«Tutto è stato gestito nel rispetto delle procedure». È il mantra che ripetono il governo e il ministro della Sanità Ana Mato, al centro di una colossale bufera per il primo caso di contagio per Ebola fuori dal continente africano. Primo e probabilmente non ultimo, stando alle previsioni della direttrice europea dell’Organizzazione mondiale della sanità Zsuzsana Jakab, che ha classificato come «abbastanza inevitabile» l’eventualità di nuovi contagi nel vecchio continente. Nessun allarme: i rischi di un’epidemia europea sono remoti, ma il caso dell’infermiera spagnola è clamoroso e sconcertante. Non solo per il fatto in sé, ma anche e soprattutto per la catena di errori e di negligenze che lo ha determinato e di cui, finora, nessuno si è assunto la responsabilità.

La ministra Ana Mato
La ministra Ana Mato

Il premier Rajoy lancia appelli non argomentati alla calma, e il ministro della Sanità, di cui l’opposizione reclama la testa, sembra in preda a una confusione ampiamente emersa nell’interrogazione parlamentare di ieri.

La crisi, dunque, non è solo sanitaria, ma anche politica. E lo è fin dal rimpatrio dei due missionari (Miguel Pajares e Manuel García Viejo), contagiati in Africa e riportati in Spagna già gravemente malati a spese dello stato. In entrambi i casi, la decisione del rimpatrio fu presa arbitrariamente dal governo senza render conto né delle motivazioni né di una valutazione (se ci fu) dei rischi sanitari connessi all’operazione. Il senno di poi suggerirebbe che tali rischi furono sottovalutati, considerato che il contagio dell’infermiera ausiliare precaria Teresa Romero, di 40 anni, è avvenuto proprio mentre assisteva García Viejo, deceduto nell’ospedale madrileno Carlos III lo scorso 26 settembre.

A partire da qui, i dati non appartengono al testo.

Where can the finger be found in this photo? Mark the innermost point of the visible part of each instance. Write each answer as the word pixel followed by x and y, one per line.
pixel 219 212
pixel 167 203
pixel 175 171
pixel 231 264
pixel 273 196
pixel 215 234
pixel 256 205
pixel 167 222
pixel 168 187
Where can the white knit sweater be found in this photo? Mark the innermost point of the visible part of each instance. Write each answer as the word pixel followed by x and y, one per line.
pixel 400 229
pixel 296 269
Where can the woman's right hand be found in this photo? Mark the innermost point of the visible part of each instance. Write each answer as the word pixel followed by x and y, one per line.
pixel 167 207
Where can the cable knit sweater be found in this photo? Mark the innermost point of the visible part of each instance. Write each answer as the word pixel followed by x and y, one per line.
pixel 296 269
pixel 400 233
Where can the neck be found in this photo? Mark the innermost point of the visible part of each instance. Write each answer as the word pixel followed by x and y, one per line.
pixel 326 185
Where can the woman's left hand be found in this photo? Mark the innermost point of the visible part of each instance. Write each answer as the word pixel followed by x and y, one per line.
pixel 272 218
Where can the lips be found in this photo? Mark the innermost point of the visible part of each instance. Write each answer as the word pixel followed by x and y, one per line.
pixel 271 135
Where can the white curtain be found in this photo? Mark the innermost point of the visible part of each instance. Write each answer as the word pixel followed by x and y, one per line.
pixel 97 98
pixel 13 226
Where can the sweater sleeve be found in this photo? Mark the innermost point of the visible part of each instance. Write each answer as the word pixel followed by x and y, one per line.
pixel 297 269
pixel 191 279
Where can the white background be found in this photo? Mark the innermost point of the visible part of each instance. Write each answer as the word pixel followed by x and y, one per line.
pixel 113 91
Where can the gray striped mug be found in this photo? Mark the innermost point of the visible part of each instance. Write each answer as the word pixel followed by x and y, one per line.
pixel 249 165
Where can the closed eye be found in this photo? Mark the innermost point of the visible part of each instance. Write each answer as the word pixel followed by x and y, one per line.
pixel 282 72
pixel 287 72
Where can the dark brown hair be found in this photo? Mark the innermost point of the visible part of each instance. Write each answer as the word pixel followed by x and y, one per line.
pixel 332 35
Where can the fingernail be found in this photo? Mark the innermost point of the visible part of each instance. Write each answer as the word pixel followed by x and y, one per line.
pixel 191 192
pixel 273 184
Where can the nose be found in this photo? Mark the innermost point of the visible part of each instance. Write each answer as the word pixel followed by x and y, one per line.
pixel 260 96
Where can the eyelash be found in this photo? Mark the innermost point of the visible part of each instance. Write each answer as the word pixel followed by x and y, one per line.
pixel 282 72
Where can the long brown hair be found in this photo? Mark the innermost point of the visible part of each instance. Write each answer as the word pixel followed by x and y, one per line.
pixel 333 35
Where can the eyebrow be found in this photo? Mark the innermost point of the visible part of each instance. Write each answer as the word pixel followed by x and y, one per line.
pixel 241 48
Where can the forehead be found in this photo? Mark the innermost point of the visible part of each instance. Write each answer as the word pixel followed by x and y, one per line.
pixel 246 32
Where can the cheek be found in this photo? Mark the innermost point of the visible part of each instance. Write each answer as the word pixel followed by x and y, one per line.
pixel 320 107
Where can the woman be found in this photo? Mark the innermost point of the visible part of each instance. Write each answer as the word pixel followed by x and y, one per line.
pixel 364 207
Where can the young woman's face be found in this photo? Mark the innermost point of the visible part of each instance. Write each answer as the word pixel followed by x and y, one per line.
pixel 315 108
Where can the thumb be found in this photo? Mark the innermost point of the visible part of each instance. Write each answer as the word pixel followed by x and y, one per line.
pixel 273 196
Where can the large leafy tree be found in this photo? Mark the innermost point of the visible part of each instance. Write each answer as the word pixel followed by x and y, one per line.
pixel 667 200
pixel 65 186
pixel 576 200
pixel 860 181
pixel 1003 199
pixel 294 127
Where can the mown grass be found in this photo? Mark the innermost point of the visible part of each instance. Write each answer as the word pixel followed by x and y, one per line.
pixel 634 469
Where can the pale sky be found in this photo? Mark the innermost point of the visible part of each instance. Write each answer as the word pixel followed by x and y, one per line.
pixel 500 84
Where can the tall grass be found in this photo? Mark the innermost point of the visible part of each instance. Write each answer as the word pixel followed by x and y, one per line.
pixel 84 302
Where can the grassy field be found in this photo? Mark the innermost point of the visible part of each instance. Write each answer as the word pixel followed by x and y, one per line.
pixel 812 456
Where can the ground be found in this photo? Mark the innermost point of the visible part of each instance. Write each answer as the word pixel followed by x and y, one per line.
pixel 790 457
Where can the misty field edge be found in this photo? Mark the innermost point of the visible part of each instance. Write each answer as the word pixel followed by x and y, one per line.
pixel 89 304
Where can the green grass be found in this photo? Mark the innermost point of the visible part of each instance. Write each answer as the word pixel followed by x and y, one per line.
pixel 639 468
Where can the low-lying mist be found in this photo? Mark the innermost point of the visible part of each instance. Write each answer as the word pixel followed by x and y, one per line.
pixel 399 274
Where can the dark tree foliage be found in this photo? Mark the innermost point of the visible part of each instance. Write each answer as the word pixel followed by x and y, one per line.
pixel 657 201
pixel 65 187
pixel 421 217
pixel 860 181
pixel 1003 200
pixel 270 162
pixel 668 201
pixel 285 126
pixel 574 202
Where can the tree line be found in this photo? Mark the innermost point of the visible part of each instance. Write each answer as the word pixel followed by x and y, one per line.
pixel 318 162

La dinamica esatta del contagio non è ancora stata appurata, ma la questione è forse secondaria rispetto alla serie di leggerezze avvenute in seguito, che hanno rivelato tutte le falle del protocollo di prevenzione stilato dal ministero. In queste ore si è appreso che i sanitari venuti a contatto con i missionari (tra cui Teresa Romero) non sono stati sottoposti ad osservazione: l’infermiera contagiata – è uno degli aspetti che più preoccupa – ha svolto una vita nomale per dieci giorni dal momento dell’infezione, venendo a contatto con un numero indefinito di persone. Il personale sanitario era obbligato a controllare la febbre due volte al giorno, ma la decisione di comunicare eventuali anomalie era affidata ai singoli. Pur così, una prima telefonata di Teresa Romero al servizio di [/ACM_2]prevención de riesgos del Carlos III non ha fatto scattare il ricovero, finché lei stessa, il 6 ottobre, cioè 6 giorni dopo la comparsa dei primi sintomi, non ha chiesto spontaneamente di essere ricoverata in ospedale.

Da una parte, quindi, evidenti carenze nel protocollo di prevenzione, dall’altra, però, insufficienze anche nella formazione del personale, che in molti casi – come denunciano i sindacati – ha dovuto prendere decisioni sulla base di corsi di formazione sull’Ebola della durata di 20 minuti. «Solo una trentina di sanitari in tutta Madrid – fa sapere il Sindicato de Técnicos de Enfermería (SAE) – è preparata per far fronte a casi del genere e molti ospedali non dispongono nemmeno delle strutture necessarie per trattare questo tipo di pazienti». In quello di Alcorcón, per esempio, dove Teresa Romero ha ricevuto la prima assistenza, il personale ha dovuto operare in un ambiente non adeguatamente isolato e senza le protezioni richieste dal caso. «Solo nel Carlos III – che ha un reparto specializzato in malattie tropicali – sono stati impartiti corsi di formazione con simulazione di contagi, poi interrotti a causa dei tagli alla sanità», ha denunciato Ugt, uno dei sindacati maggioritari.

Intanto 52 persone sono in osservazione e «altre sei sarebbero ad alto rischio di contagio». Quest’ultimo dato è stato riferito dal rappresentante spagnolo nel corso della riunione del Comitato europeo per la sicurezza sanitaria convocata d’urgenza ieri mattina, in cui sono stati ridiscussi anche i protocolli di sicurezza. Secondo la versione esposta, «potrebbero essersi verificati alcune leggerezze nell’applicazione delle procedure, soprattutto durante la manipolazione del cadavere (di García Viejo, ndr) o nello smaltimento dei residui sanitari». Unica responsabile, dunque, l’infermiera.